Protesters threw stones at police and burned tyres on the streets of Malmo late Friday, with the violence escalating as the evening wore on, according to police and local media.
The demonstration of about 300 people was connected to an incident earlier in the day in which protesters burned a copy of the Islamic holy book, police spokesman Rickard Lundqvist told Swedish tabloid Expressen.
Between 10 and 20 protesters were arrested late Friday and "have all been released", police spokesman Patric Fors told AFP.
Several police were slightly injured, he added. The violence had subsided by Saturday morning.
"Those who act like this have nothing to do with Islam," Samir Muric, an imam, said on Facebook.

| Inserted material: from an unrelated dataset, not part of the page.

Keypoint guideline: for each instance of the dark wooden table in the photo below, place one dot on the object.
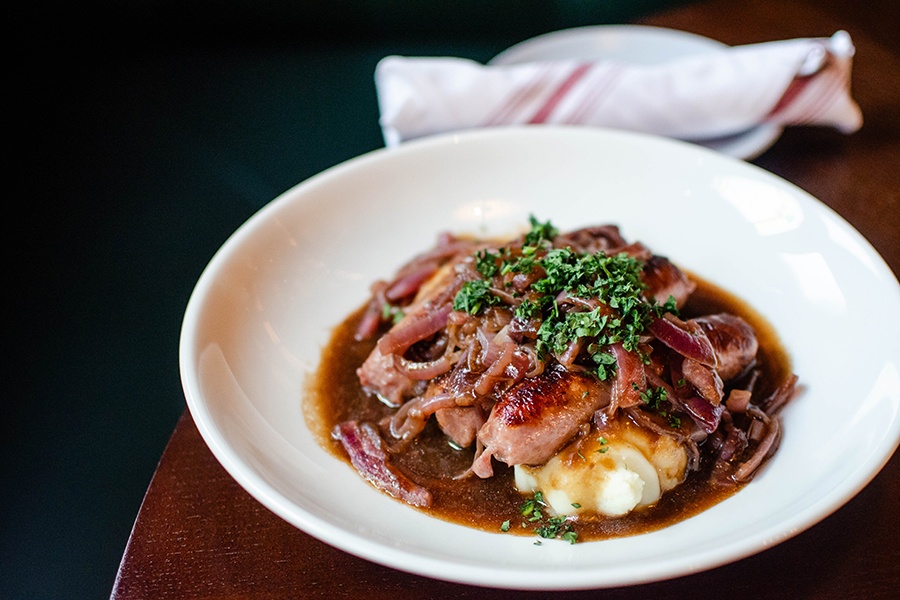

"It's not right," Malmo resident Shahed told the SVT public broadcaster. "But it wouldn't have happened if they hadn't burnt the Koran," he added.
Rasmus Paludan, who leads the far-right Danish anti-immigration party Hard Line, was due to travel to Malmo to speak at Friday's event, which was being held on the same day as main weekly prayers for Muslims.

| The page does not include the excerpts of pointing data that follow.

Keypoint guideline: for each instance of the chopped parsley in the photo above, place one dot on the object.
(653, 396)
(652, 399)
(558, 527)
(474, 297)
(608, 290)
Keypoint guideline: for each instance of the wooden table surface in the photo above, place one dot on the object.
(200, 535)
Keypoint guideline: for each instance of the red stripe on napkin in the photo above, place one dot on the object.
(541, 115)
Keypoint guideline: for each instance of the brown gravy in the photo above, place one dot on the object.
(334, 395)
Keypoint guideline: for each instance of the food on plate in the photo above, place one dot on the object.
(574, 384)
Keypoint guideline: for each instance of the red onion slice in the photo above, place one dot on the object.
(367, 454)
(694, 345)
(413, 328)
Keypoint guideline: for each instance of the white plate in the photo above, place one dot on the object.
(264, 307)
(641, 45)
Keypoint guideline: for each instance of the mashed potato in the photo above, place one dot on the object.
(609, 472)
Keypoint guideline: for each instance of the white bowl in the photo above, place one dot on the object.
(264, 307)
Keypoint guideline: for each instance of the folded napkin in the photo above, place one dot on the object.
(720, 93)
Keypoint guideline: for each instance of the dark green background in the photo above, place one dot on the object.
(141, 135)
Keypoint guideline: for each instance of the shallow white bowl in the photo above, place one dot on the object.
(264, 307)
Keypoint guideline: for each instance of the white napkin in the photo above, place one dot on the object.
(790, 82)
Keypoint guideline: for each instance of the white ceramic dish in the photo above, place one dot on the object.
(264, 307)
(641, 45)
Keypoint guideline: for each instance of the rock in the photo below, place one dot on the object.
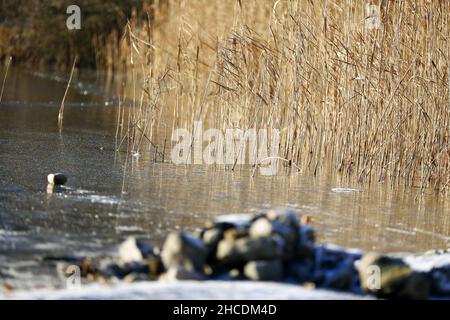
(211, 236)
(246, 249)
(390, 277)
(271, 270)
(175, 273)
(134, 250)
(235, 233)
(300, 270)
(440, 281)
(261, 228)
(56, 178)
(184, 251)
(232, 221)
(306, 241)
(284, 215)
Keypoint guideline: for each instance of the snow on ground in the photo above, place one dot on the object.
(189, 290)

But authorities pre-empted Paludan's arrival by announcing he had been banned from entering Sweden for two years. He was later arrested near Malmo.
"We suspect that he was going to break the law in Sweden," Calle Persson, spokesman for the police in Malmo told AFP.
"There was also a risk that his behaviour... would pose a threat to society."
But his supporters went ahead with the rally, during which six people were arrested for inciting racial hatred.
"It hurts," Salim Mohammed Ali, a Muslim resident of Malmo for over 20 years, told SVT on Saturday.
"People get angry and I understand that, but there are other ways of doing things," he added.
Malmo is an industrial city of 320,000 inhabitants, Over 40 per cent of its residents have foreign roots.